INDIANAPOLIS -- Anthony Castonzo doesn't know whether he's ever had a gay football teammate and he doesn't care. Nor would he care if Michael Sam were the first.
"All that matters is can he do the job on the field," said Castonzo, the Indianapolis Colts' veteran left tackle. "As teammates, that's all we really care about. When we go out on the field on Sunday, is he going to be able to do his job. If he can, he'd be a good teammate."
Colts linebacker Pat Angerer echoed Castonzo.
"I could care less," Angerer said. "If he's a good guy, plays football tough, I could care less. I don't think it's a problem at all. It's none of my business."
Colts general manager Ryan Grigson was mired in personnel meetings all day but broke away briefly to say, "(Sam's announcement) doesn't impact our evaluation. We will go about our process as usual."
Sam announced Sunday through ESPN and the New York Times that he is gay. The University of Missouri's All-American defensive end hopes to be the first openly gay player to be drafted by and play for an NFL team.
"I am an openly proud gay man," Sam told ESPN. "I understand how big this is. It's a big deal. No one has done this before. And it's kind of a nervous process, but I know what I want to be … I want to be a football player in the NFL."
Sam said there were no repercussions when he told his Missouri teammates in August. The NFL indicated he should expect none from its teams either.
"We admire Michael Sam's honesty and courage," the league said in a statement. "Any player with ability and determination can succeed in the NFL. We look forward to welcoming and supporting Michael Sam in 2014."
Punter Pat McAfee said he would do the same if the Colts were to draft Sam.
"I wouldn't mind at all to play with a talented football player with enough courage to do what he did," McAfee said. "Hopefully he'll inspire others to be proud of who they are, especially kids who might be going through the same situation."
Colts linebacker Jerrell Freeman, too, was impressed with Sam.
"Courage …," Freeman wrote on his Twitter account.
As Southeastern Conference Defensive Player of the Year, Sam (6-2, 260 pounds) earned the top defensive honor in college football's strongest league. He led the SEC with 11½ sacks and 19 tackles for loss.
Sam has been invited to the NFL Scouting Combine which begins Feb. 19 in Indianapolis but whether his announcement will be a boon or a detriment to his prospects in the May 8-10 draft is an open question.
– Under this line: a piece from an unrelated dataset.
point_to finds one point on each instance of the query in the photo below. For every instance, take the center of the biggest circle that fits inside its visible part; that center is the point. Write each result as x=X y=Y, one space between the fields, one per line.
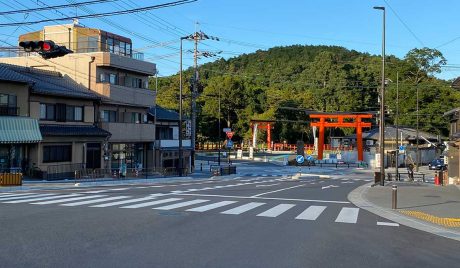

Some teams might fear the possibility of him becoming a distraction, and the NFL's reassurances notwithstanding, the question has come up before.
Colorado tight end Nick Kasa told CNN a team made questionable inquiries of him during the 2013 Combine: "Do you have a girlfriend? Are you married? Do you like girls?"
Former Colts offensive lineman Joe Staysniak, who co-hosts a sports talk show on WFNI-1070 AM, doesn't expect the transition to be completely smooth.
Speaking of the NFL in general and not specifically the Colts on his program Monday, he said there's a "neanderthal structure that's within the locker room that's needed to do a barbaric sport like football.
"Don't expect it to change overnight. ... There's just a certain way a locker room is. It would totally upset the ... It's hard to put into words ... it would upset what goes on in the normal day-to-day operations of a locker room. The joking around and all that kind of stuff."
Staysniak noted that some in the locker room would be wary of speaking out against having a homosexual teammate.
"The problem is, today, if you come out and speak against it, then there's something wrong with you, and that is totally incorrect," Staysniak said. "Respect the people that don't condone this as much as you're respecting a guy for trying to do something that hasn't been done before."
An NFL scout who spoke anonymously told Sports Illustrated that a team with a strong head coach and locker room environment might be Sam's best destination.
Angerer believes the Colts have those qualities.
"For sure," he said. "The great thing about this sport is you play with people from all different backgrounds, all different lifestyles, people who grew up with (money), people who didn't grow up with anything, people from single-parent homes, people who didn't even have parents, people from everywhere.
"You learn to love and respect. Someone's sexual preference, I don't think that's a problem as long as they're an accountable teammate and they work hard. That's the only thing people look at and care about."